Incubus Happy to Avoid ‘Phantom Presence’ of Record Labels
Fans have had to wait three years for a follow-up to Incubus’ seventh studio LP If Not Now, When?, but according to frontman Brandon Boyd, the wait may be drawing to a close. “[The band has] been hanging out, and we’ve all been at home and talking about making some new music together at the beginning of 2015,” Boyd tells Rolling Stone. “I’m really excited about it because it’s been a long time now. We just needed a little break.”
Incubus‘ Brandon Boyd Records Solo Album With Producer Brendan O’Brien
While doing press for his role as Judas Iscariot in the upcoming revival of Jesus Christ Superstar, Boyd suggested the band might take a more independent route on its next album. “We lived out the entirety of a 17-year record contract,” he says. “We’re without a management company. We don’t have publishers. We don’t have publicists. We’re like babies right now, except that we’ve been a band for 20-something years.”
Incubus’ last two albums—2006’s Light Grenades and 2011’s If Not Now, When?—were both released on Epic and peaked on the Billboard 200 at Number 1 and Number 2, respectively. Despite the albums’ success, though, Boyd revealed that the band is seeking a less high-pressure environment for releasing new material.
“The business side of things—especially when it drifts into that sort of big business thing, which we’ve drifted into every once in a while—has downsides to it. Obvious downsides,” Boyd says. “There are really wonderful things, too. We get to keep making music; we’ve been afforded the opportunity of being a band. But there’s a big part of me that’s really looking forward to making music without any sort of parent situation lording over us.”

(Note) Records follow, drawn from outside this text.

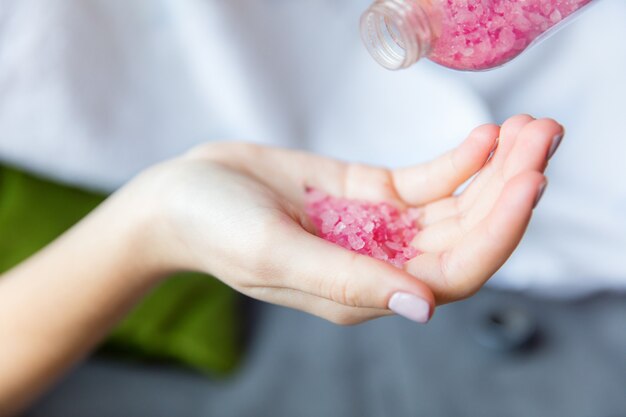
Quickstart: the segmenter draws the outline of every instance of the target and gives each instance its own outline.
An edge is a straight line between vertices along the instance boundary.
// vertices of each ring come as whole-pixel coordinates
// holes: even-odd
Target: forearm
[[[108,201],[0,278],[0,414],[82,358],[158,280],[144,213]]]

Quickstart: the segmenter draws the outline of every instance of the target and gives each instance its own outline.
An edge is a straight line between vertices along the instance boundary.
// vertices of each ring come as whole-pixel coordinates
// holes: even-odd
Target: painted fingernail
[[[559,149],[559,145],[561,144],[562,140],[563,140],[563,133],[559,133],[558,135],[552,138],[552,144],[550,145],[550,150],[548,151],[548,160],[550,160],[556,153],[556,150]]]
[[[547,182],[543,182],[541,183],[541,185],[539,186],[539,190],[537,190],[537,197],[535,197],[535,205],[533,206],[533,208],[537,207],[537,205],[539,204],[539,202],[541,201],[541,197],[543,197],[543,193],[546,192],[546,187],[548,186]]]
[[[417,323],[428,323],[430,304],[422,298],[405,292],[397,292],[389,300],[389,309]]]

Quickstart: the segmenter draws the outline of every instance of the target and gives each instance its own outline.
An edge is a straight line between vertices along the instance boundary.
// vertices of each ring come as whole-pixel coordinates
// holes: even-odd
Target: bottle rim
[[[361,38],[370,55],[389,70],[408,68],[428,45],[420,34],[423,13],[417,4],[404,0],[374,3],[361,17]]]

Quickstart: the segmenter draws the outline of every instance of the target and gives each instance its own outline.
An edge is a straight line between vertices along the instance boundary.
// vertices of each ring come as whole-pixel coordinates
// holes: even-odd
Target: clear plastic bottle
[[[597,0],[376,0],[361,18],[370,54],[388,69],[426,57],[465,71],[518,56]]]

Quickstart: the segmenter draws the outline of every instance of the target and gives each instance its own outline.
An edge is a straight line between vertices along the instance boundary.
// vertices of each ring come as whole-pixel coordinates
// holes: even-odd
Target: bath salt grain
[[[428,56],[455,69],[500,66],[591,0],[440,0],[440,33]]]
[[[361,18],[370,54],[388,69],[421,58],[478,71],[499,67],[594,0],[374,0]]]
[[[401,267],[418,255],[411,241],[418,233],[416,209],[370,203],[306,190],[306,211],[318,235],[346,249]]]

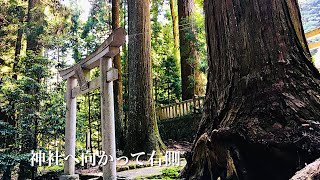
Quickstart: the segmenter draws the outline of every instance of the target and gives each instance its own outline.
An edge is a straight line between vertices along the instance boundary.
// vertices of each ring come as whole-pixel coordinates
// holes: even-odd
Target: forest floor
[[[179,167],[174,166],[153,166],[153,167],[144,167],[144,168],[137,168],[137,169],[130,169],[125,171],[117,172],[117,179],[155,179],[151,177],[161,176],[163,174],[163,171],[166,169],[171,168],[178,168],[182,169],[186,165],[186,160],[184,158],[180,161]],[[80,174],[81,180],[100,180],[102,179],[102,172],[96,172],[96,173],[87,173],[87,174]]]
[[[167,151],[179,151],[181,154],[180,169],[186,165],[186,160],[184,159],[185,153],[189,151],[192,147],[192,143],[187,141],[176,142],[169,140],[165,142],[167,146]],[[158,162],[150,167],[149,161],[141,161],[143,166],[137,165],[136,161],[129,161],[126,166],[117,167],[118,179],[145,179],[146,177],[159,176],[163,173],[163,170],[171,168],[173,166],[166,166],[162,164],[159,166]],[[102,171],[99,167],[91,167],[88,169],[78,169],[77,174],[80,174],[81,179],[100,179],[102,177]]]

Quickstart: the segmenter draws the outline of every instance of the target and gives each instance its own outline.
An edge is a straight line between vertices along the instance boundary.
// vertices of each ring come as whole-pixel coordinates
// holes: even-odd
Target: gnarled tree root
[[[320,179],[320,158],[305,168],[296,172],[290,180],[318,180]]]
[[[253,136],[249,131],[256,131],[257,127],[251,128],[246,134],[239,133],[239,129],[229,128],[202,134],[187,156],[188,163],[181,177],[206,180],[285,180],[292,177],[306,162],[319,157],[317,148],[305,147],[304,142],[310,144],[313,141],[309,138],[300,138],[290,143],[276,138],[267,139],[258,134]]]

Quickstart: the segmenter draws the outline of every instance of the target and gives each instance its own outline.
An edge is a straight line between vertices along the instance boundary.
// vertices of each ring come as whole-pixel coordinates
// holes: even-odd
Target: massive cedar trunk
[[[120,27],[119,0],[112,0],[112,29]],[[120,54],[114,57],[114,67],[118,69],[118,80],[114,81],[114,109],[116,122],[117,148],[124,148],[124,122],[123,122],[123,97],[122,97],[122,67]]]
[[[178,0],[182,100],[199,95],[201,89],[194,6],[194,0]]]
[[[205,0],[208,85],[182,176],[289,179],[319,157],[320,83],[295,0]]]
[[[176,64],[179,67],[180,62],[180,52],[179,52],[179,21],[178,15],[176,11],[176,1],[170,0],[170,11],[172,18],[172,32],[173,32],[173,40],[174,40],[174,57],[176,60]]]
[[[150,2],[128,0],[129,117],[125,151],[159,151],[161,141],[152,96]]]

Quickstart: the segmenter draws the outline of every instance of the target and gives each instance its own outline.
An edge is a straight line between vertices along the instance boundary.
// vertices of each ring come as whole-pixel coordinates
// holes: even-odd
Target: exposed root
[[[202,134],[189,153],[181,176],[212,180],[289,179],[299,167],[318,155],[310,155],[307,149],[294,142],[272,143],[266,139],[269,136],[263,137],[263,134],[256,134],[259,138],[252,139],[249,131],[240,135],[229,128],[220,128],[210,135]]]
[[[188,179],[218,179],[219,177],[232,179],[233,177],[238,177],[236,165],[232,157],[234,149],[231,152],[227,146],[216,143],[218,141],[215,141],[215,138],[220,137],[219,133],[224,134],[224,129],[215,131],[211,136],[204,133],[198,139],[193,153],[189,154],[187,159],[188,165],[191,166],[185,167],[182,177],[186,177],[185,172],[187,170],[193,172],[191,173],[192,176],[186,177]]]
[[[320,159],[307,165],[305,168],[296,172],[290,180],[318,180],[320,179]]]

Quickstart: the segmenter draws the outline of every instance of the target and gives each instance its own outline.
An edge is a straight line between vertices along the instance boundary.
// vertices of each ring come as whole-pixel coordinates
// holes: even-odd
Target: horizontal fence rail
[[[169,104],[157,108],[158,120],[173,119],[194,113],[201,113],[203,109],[204,96]]]
[[[313,38],[313,37],[318,36],[318,35],[320,35],[320,27],[305,33],[305,36],[306,36],[307,39]],[[308,46],[309,46],[309,49],[319,48],[320,47],[320,41],[309,43]]]

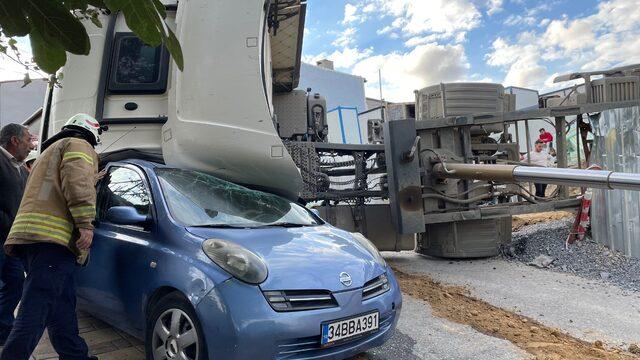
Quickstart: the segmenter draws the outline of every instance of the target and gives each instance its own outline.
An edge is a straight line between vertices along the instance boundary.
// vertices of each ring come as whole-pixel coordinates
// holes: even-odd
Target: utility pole
[[[387,107],[384,105],[384,99],[382,98],[382,69],[378,68],[378,87],[380,88],[380,106],[382,106],[382,121],[384,121],[384,113],[387,111]]]

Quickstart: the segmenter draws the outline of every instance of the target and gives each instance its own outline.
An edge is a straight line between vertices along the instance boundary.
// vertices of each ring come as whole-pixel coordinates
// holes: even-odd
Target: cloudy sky
[[[308,0],[303,60],[365,77],[372,97],[381,69],[392,101],[450,81],[547,91],[557,74],[640,63],[639,1]],[[0,58],[0,80],[23,73]]]
[[[308,0],[303,61],[328,58],[402,101],[439,82],[547,91],[565,72],[640,63],[640,0]],[[565,85],[566,86],[566,85]]]

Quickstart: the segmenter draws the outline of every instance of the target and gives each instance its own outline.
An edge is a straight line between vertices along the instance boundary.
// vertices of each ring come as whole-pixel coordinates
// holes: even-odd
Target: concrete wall
[[[0,82],[0,127],[21,124],[42,107],[47,82],[33,80],[24,88],[22,84],[22,80]]]

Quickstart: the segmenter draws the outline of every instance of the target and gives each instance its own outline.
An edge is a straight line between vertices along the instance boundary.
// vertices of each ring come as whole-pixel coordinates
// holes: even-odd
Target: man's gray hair
[[[27,131],[25,126],[20,124],[8,124],[0,130],[0,146],[7,147],[12,137],[22,138],[24,132]]]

Though Boyd refused to speak ill of his band’s former label, he did talk about the artistic possibilities of going into the recording process without any corporate binds. “We were lucky as a band in that the record label never lorded too much,” he says. “But there was always this sort of phantom presence. We want to make good art. I don’t think we’d make the music we make if we were lazy. So we don’t need that phantom menace hovering over us at all times.”